Resonance Regge poles and the state-to-state F + H2 reaction: QP decomposition, parametrized S matrix, and semiclassical complex angular momentum analysis of the angular scattering

A single resonance Regge pole dominates the forward-angle scattering of the state-to-state F + H2 → FH + H reaction at Etrans = 62.09 meV

The aim of the present paper is to bring clarity, through simplicity, to the important and long-standing problem: does a resonance contribute to the forward-angle scattering of the F + H2 reaction? We reduce the problem to its essentials and present a well-defined, yet rigorous and unambiguous, investigation of structure in the differential cross sections (DCSs) of the following three state-to-state reactions at a translational energy of 62.09 meV: F + H2(vi = 0, ji = 0, mi = 0) → FH(vf = 3, jf = 0, 1, 2, mf = 0) + H, where vi, ji, mi and vf, jf, mf are the initial and final vibrational, rotational and helicity quantum numbers respectively. Firstly, we carry out quantum-scattering calculations for the Fu-Xu-Zhang potential energy surface, obtaining accurate numerical scattering matrix elements for indistinguishable H2. The calculations use a time-independent method, with hyperspherical coordinates and an enhanced Numerov method.
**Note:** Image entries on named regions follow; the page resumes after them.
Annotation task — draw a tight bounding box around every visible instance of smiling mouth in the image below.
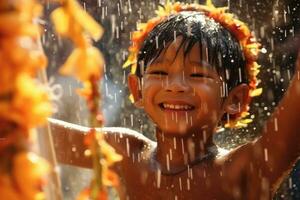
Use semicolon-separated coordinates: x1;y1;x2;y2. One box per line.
159;103;195;111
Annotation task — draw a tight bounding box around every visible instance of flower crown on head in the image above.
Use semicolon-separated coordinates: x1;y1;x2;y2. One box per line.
123;0;262;127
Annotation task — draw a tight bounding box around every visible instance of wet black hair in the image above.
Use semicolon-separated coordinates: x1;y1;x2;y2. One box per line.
136;11;248;93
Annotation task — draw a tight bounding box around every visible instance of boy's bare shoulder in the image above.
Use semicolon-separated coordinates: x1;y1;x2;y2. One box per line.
97;127;155;145
97;127;156;157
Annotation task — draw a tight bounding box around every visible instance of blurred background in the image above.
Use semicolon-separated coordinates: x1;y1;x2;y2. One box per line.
42;0;300;200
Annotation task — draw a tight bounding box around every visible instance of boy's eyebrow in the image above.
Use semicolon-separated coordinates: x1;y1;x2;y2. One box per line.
189;60;212;69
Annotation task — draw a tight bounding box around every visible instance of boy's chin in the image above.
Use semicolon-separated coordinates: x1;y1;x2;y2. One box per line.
160;124;195;137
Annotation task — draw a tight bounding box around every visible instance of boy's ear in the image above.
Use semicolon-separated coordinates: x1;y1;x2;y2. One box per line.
223;83;249;115
128;74;143;108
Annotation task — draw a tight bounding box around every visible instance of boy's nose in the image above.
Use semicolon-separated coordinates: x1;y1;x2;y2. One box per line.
165;76;189;92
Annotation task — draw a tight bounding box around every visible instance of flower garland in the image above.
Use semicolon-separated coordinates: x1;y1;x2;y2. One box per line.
123;0;262;128
0;0;52;200
51;0;122;200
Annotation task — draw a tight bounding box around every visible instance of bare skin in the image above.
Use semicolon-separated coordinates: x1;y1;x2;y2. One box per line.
49;38;300;200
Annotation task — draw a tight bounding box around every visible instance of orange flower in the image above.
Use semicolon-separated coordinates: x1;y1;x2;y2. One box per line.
77;188;108;200
0;0;42;36
0;174;21;200
0;36;47;75
51;0;103;47
12;152;50;200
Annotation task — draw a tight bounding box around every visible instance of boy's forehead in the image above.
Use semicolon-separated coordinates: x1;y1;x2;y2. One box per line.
156;36;201;63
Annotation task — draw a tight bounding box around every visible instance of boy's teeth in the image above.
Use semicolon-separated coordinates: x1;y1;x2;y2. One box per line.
163;103;192;110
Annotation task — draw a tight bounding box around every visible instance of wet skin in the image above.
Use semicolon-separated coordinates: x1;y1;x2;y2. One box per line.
50;43;300;200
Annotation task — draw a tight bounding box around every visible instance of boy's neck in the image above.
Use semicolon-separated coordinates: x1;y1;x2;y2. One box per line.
155;126;214;174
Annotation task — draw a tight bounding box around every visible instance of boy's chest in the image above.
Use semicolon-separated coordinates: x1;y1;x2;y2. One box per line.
123;161;247;200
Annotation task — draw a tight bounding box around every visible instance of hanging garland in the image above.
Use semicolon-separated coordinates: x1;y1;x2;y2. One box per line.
51;0;122;200
0;0;52;200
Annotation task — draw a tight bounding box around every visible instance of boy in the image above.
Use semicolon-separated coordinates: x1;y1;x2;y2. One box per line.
50;3;300;200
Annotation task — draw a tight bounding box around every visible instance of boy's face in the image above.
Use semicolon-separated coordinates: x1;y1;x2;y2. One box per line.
131;37;223;136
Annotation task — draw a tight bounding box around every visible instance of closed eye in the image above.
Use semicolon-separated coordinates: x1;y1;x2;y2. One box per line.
148;71;168;76
190;73;211;78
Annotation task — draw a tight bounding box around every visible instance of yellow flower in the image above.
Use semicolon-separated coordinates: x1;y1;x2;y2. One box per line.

Secondly, the following theoretical techniques are employed to analyse structures in the DCSs: (a) full and Nearside-Farside (NF) partial wave series (PWS) and local angular momentum theory, including resummations of the full PWS up to second order. (b) The recently introduced "CoroGlo" test, which lets us distinguish between glory and corona scattering at forward angles for a Legendre PWS. (c) Six asymptotic (semiclassical) forward-angle glory theories and three asymptotic farside rainbow theories, valid for rainbows at sideward-scattering angles. (d) Complex angular momentum (CAM) theories of forward and backward scattering, with the Regge pole positions and residues computed by Thiele rational interpolation. Thirdly, our conclusions for the three PWS DCSs are: (a) the forward-angle peaks arise from glory scattering. (b) A broad (hidden) farside rainbow is present at sideward angles. (c) A single Regge pole contributes to the DCS across the whole angular range, being most prominent at forward angles. This proves that a resonance contributes to the DCSs for the three transitions. (d) The diffraction oscillations in the DCSs arise from NF interference, in particular, interference between the Regge pole and direct subamplitudes.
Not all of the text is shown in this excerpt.